Despite some strengthening in a few survey indicators recently, momentum in the main developed markets is currently lacklustre. Indeed, it is touch-and-go whether or not shallow recessions have begun, under the weight of higher interest rates. We expect similarly challenging conditions to persist at the start of 2024 too.
The better news, however, is that inflation has made substantial progress back down towards target – pleasingly to date without large job losses. Energy prices have been the key driver of that until now. This effect is now probably largely behind us. But encouragingly, core inflation has started to recede too, and to a greater extent than policymakers have forecast. A return to target inflation therefore seems in sight before long. As a result, a restrictive monetary stance looks less necessary.
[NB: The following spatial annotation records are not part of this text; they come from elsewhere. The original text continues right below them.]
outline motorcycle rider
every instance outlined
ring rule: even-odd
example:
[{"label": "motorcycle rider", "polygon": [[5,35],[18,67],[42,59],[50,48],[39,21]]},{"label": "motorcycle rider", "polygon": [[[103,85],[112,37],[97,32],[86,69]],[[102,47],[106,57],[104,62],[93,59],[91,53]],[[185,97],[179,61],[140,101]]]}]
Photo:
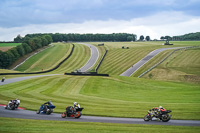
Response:
[{"label": "motorcycle rider", "polygon": [[42,111],[47,111],[47,106],[53,106],[53,103],[51,102],[51,100],[49,100],[48,102],[43,104],[44,108]]},{"label": "motorcycle rider", "polygon": [[74,102],[74,109],[80,108],[80,105],[77,102]]},{"label": "motorcycle rider", "polygon": [[163,108],[162,106],[159,106],[158,115],[162,114],[163,111],[166,111],[165,108]]},{"label": "motorcycle rider", "polygon": [[156,117],[161,115],[162,111],[165,111],[165,108],[163,108],[162,106],[159,106],[159,107],[154,107],[149,111],[152,111],[152,115],[153,115],[152,120],[160,120],[159,118],[156,118]]},{"label": "motorcycle rider", "polygon": [[15,102],[15,106],[18,108],[18,106],[19,106],[19,104],[20,104],[20,100],[17,98],[16,100],[10,100],[9,102],[8,102],[8,107],[10,108],[10,104],[12,103],[12,102]]}]

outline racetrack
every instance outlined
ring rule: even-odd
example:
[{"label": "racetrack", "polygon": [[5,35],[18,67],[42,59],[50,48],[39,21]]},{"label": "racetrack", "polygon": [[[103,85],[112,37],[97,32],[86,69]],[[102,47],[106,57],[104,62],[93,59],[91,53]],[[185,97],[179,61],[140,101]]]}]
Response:
[{"label": "racetrack", "polygon": [[88,46],[90,48],[90,50],[91,50],[90,59],[88,60],[88,62],[83,67],[80,68],[81,72],[87,72],[92,66],[94,66],[94,64],[98,60],[99,51],[95,46],[93,46],[91,44],[86,44],[86,43],[80,43],[80,44]]},{"label": "racetrack", "polygon": [[[63,110],[64,111],[64,110]],[[61,114],[52,113],[51,115],[36,114],[36,111],[29,110],[7,110],[0,106],[0,117],[36,119],[36,120],[56,120],[56,121],[76,121],[76,122],[103,122],[103,123],[123,123],[123,124],[149,124],[149,125],[176,125],[176,126],[200,126],[200,121],[194,120],[170,120],[169,122],[149,121],[137,118],[116,118],[116,117],[97,117],[81,116],[79,119],[62,118]]]},{"label": "racetrack", "polygon": [[147,63],[150,59],[152,59],[154,56],[156,56],[157,54],[159,54],[162,51],[170,50],[170,49],[180,49],[180,48],[183,48],[183,47],[156,49],[156,50],[152,51],[151,53],[149,53],[147,56],[145,56],[143,59],[141,59],[140,61],[138,61],[136,64],[134,64],[133,66],[131,66],[129,69],[127,69],[125,72],[123,72],[120,76],[128,76],[128,77],[131,76],[140,67],[142,67],[145,63]]},{"label": "racetrack", "polygon": [[62,75],[62,74],[36,75],[36,76],[26,76],[26,77],[11,78],[11,79],[6,79],[4,82],[0,82],[0,85],[6,85],[6,84],[19,82],[19,81],[26,80],[26,79],[31,79],[31,78],[37,78],[37,77],[43,77],[43,76],[54,76],[54,75]]},{"label": "racetrack", "polygon": [[[143,59],[145,59],[145,58],[143,58]],[[18,82],[18,81],[21,81],[21,80],[34,78],[34,77],[41,77],[41,76],[51,76],[51,75],[38,75],[38,76],[28,76],[28,77],[6,79],[5,82],[1,82],[0,85]],[[84,110],[83,110],[83,113],[84,113]],[[84,116],[84,115],[80,119],[61,118],[61,114],[57,114],[57,113],[53,113],[51,115],[43,115],[43,114],[38,115],[38,114],[36,114],[35,111],[21,110],[21,109],[6,110],[2,106],[0,107],[0,117],[36,119],[36,120],[77,121],[77,122],[103,122],[103,123],[124,123],[124,124],[200,126],[200,121],[194,121],[194,120],[170,120],[169,122],[161,122],[161,121],[145,122],[143,119],[137,119],[137,118],[97,117],[97,116]],[[172,118],[173,118],[173,116],[172,116]]]}]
This has given rise to optimism in markets that over the course of 2024, interest rate cuts can spread from a handful of emerging markets, where they have already begun, to the major developed economies. We share this view. But we are mindful that the ‘last mile’ in bringing inflation down is set to be harder. Going as quickly and as far as now priced in seems a little too optimistic to us: we expect a relatively cautious start to policy loosening, with 75bps of rate cuts in the US and the Eurozone next year and only 50bps in the UK, where the fiscal stance has seen some pre-election loosening in the Autumn Statement. Indeed, amid high indebtedness, fiscal considerations could limit further falls in longer-term bond yields next year. Even so, a turn in the interest rate cycle should help set the conditions for a strengthening in growth momentum in H2 2024, along with the direct boost to purchasing power from lower inflation itself.
We are looking for global growth of 2.9%, down from 3.1% this year. But this masks an acceleration in H2 2024 as lower inflation and rate cuts boost spending power and investment
Stimulus measures by the authorities are likely to bear some fruit, but we suspect the rumoured 5% growth target may not be met in full as fiscal constraints on local authorities bite and competition in traded goods from a buoyant Indian economy is strong.
Improved supply chains and falling vacancies look set to bring a sustained return to target inflation within sight, helped by indirect effects of cheaper energy on core prices
Central banks likely want to proceed cautiously to begin with, absent an unforeseen crisis.
Uncertainty about neutral rates and fiscal concerns could limit declines in yields.
A potential wildcard are elections, chief among them the US Presidential election. Were Labour to win in the UK, the policy (and FX) impact may be limited.